There is a general consensus that oxidative stress is a factor in the progression of chronic kidney disease (CKD). Hence, genetic variants that affect the capacity to handle oxidative stress may influence the outcomes of CKD. One important class of enzymes that has evolved to combat the damaging effects of reactive oxygen species is the glutathione-S-transferases. In particular, the μ class isoform 1 (GSTM1) has emerged as a potential modifier of multiple chronic diseases in humans. Approximately 30%-50% of humans are completely deficient of the GSTM1 enzyme because of homozygous inheritance of the GSTM1 null allele, GSTM1(0). We have identified the GSTM1 gene as a modifier of disease progression in hypertensive nephrosclerosis (HN). In an ancillary study of the African American (AA) Study of Hypertension and Kidney Disease (AASK) Trial, we reported that participants carrying one (1/0) or two (0/0) null alleles had 1.7- and 2-fold higher risk of the composite outcome of a 50% decline in the glomerular filtration rate (GFR), dialysis, or death relative to those with two active alleles.

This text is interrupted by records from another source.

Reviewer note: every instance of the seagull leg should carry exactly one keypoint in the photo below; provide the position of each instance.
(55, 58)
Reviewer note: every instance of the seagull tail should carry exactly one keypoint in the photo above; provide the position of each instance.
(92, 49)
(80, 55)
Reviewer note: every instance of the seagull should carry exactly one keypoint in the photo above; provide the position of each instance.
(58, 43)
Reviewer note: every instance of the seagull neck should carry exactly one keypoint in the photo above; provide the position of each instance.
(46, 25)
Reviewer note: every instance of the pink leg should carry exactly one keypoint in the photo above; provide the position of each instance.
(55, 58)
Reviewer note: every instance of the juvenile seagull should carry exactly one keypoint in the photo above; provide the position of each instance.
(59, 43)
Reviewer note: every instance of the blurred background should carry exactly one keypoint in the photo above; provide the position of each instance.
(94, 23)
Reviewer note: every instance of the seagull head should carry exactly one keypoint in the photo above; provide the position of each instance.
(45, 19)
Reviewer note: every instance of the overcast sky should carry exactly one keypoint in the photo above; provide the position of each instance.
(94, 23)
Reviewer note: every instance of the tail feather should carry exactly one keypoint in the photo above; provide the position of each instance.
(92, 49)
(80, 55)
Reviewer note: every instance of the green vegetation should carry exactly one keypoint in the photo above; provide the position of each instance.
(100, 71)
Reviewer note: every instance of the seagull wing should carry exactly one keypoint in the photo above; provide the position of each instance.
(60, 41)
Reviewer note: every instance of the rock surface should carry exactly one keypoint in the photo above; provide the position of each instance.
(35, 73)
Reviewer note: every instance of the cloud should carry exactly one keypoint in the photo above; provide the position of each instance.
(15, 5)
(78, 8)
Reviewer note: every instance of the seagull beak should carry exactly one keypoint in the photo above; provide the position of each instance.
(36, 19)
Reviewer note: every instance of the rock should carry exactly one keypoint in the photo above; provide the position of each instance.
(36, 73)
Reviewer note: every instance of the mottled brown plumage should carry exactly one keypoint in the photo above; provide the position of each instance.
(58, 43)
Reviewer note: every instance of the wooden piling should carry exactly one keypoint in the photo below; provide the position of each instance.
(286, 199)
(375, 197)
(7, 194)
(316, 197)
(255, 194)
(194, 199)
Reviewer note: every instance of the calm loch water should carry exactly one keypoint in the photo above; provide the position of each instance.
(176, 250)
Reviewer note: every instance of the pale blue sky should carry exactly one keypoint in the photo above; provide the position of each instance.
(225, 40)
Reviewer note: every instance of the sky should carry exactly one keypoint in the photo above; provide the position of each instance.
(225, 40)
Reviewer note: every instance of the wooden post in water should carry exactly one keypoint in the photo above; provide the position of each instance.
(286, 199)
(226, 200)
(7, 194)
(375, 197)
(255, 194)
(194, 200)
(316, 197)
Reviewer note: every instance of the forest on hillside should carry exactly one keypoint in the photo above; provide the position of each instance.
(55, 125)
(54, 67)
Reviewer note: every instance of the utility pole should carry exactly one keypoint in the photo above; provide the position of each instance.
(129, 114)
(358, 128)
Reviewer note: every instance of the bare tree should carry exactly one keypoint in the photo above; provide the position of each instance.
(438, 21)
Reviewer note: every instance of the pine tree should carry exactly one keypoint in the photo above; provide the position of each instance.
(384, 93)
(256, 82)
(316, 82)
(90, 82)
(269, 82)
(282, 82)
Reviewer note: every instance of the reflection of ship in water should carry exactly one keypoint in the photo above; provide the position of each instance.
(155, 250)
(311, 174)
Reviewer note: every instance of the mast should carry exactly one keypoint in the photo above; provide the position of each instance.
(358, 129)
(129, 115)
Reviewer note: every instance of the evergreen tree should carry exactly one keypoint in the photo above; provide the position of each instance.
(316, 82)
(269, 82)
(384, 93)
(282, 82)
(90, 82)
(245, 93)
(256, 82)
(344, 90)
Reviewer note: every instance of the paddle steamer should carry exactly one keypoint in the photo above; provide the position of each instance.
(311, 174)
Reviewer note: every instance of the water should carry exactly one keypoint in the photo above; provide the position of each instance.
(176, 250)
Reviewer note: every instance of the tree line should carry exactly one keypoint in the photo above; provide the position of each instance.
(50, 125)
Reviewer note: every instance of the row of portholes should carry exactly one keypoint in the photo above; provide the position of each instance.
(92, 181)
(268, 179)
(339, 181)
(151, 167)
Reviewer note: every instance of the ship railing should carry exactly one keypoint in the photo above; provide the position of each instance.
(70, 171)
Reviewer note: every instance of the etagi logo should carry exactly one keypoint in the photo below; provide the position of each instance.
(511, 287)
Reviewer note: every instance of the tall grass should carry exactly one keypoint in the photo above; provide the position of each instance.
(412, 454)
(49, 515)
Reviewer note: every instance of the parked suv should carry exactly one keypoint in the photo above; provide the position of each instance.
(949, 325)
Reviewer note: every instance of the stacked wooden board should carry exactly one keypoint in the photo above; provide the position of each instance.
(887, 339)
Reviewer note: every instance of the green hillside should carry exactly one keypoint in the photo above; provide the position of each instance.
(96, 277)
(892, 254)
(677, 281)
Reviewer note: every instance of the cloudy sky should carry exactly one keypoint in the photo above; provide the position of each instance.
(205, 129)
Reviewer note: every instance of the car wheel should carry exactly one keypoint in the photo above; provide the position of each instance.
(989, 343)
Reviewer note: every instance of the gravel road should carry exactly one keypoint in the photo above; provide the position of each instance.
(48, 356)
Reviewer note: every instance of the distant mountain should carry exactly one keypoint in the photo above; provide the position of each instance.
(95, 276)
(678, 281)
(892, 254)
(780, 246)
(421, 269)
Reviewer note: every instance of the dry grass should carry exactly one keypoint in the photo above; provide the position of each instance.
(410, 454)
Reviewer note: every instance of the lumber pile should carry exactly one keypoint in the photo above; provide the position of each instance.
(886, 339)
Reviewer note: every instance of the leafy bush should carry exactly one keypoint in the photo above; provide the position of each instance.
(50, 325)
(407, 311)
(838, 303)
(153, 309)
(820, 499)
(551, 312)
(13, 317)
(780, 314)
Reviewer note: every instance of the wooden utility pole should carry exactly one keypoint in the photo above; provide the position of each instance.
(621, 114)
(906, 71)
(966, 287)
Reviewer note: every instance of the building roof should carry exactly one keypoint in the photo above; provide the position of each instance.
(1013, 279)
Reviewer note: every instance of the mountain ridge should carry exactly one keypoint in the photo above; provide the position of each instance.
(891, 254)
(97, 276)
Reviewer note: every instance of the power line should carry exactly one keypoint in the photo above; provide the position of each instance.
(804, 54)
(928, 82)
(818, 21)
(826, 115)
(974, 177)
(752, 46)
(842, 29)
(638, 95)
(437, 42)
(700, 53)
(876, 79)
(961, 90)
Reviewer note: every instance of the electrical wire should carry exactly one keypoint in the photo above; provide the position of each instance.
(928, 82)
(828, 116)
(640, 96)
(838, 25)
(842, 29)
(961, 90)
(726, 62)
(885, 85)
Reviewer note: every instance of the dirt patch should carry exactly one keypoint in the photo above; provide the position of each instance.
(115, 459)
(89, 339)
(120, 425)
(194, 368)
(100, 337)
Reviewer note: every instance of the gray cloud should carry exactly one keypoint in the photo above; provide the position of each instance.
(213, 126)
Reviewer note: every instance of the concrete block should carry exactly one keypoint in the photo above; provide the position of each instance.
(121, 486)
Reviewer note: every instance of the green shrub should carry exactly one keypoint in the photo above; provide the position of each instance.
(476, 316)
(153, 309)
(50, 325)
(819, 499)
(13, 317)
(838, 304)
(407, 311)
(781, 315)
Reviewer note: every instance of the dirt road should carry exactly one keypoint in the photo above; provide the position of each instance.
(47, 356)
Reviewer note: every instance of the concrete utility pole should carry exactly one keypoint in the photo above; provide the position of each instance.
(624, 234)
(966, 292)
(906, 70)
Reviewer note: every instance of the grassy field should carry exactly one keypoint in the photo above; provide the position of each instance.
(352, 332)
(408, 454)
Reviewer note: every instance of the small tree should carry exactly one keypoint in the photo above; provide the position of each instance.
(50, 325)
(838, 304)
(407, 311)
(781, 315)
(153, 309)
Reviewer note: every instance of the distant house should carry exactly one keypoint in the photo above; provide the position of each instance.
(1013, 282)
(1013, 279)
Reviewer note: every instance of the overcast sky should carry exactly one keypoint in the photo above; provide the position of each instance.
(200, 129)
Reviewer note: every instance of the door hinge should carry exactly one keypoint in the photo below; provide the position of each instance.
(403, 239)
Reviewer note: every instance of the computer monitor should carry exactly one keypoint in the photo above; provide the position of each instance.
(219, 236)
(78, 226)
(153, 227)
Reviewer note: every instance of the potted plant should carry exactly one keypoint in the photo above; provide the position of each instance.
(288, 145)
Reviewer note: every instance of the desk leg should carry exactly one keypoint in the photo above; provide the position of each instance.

Here, the objective of our study was to determine the consequence of deletion of Gstm1 on the course of chronic kidney disease induced by reduction of renal mass (RRM) model in mice. We generated Gstm1-/- (KO) mice on the 129S6 background through conventional gene targeting strategy. By radiotelemetry, Gstm1 KO mice displayed a modest but significantly higher baseline systolic blood pressure (SBP) compared to their wild type (WT, Gtsm1 +/+) littermates: KO (n = 5): 138.8 ± 1.3; WT (n = 5): 132.1 ± 1.1, p < 0.01. Baseline urinary isoprostane (ng/100 mg of body weight) was significantly higher in KO mice than WT mice (15.1 ± 2.9; WT: 8.0 ± 0.8, p < 0.04). Four weeks after sub-total nephrectomy, Gstm1 KO mice developed significantly more severe hypertension than WT mice. The average SBP over a 2 week recording by radiotelemetry was 154.0 ± 3.2 mm Hg in KO mice (n = 5), and 142.3 ± 4.2 in WT mice (n = 3), p < 0.01. The effects of deletion of Gstm1 on kidney function and histopathology are under investigation.
In conclusion, loss of GSMT1 increases oxidative stress and exaggerates hypertension in the murine model of chronic kidney disease.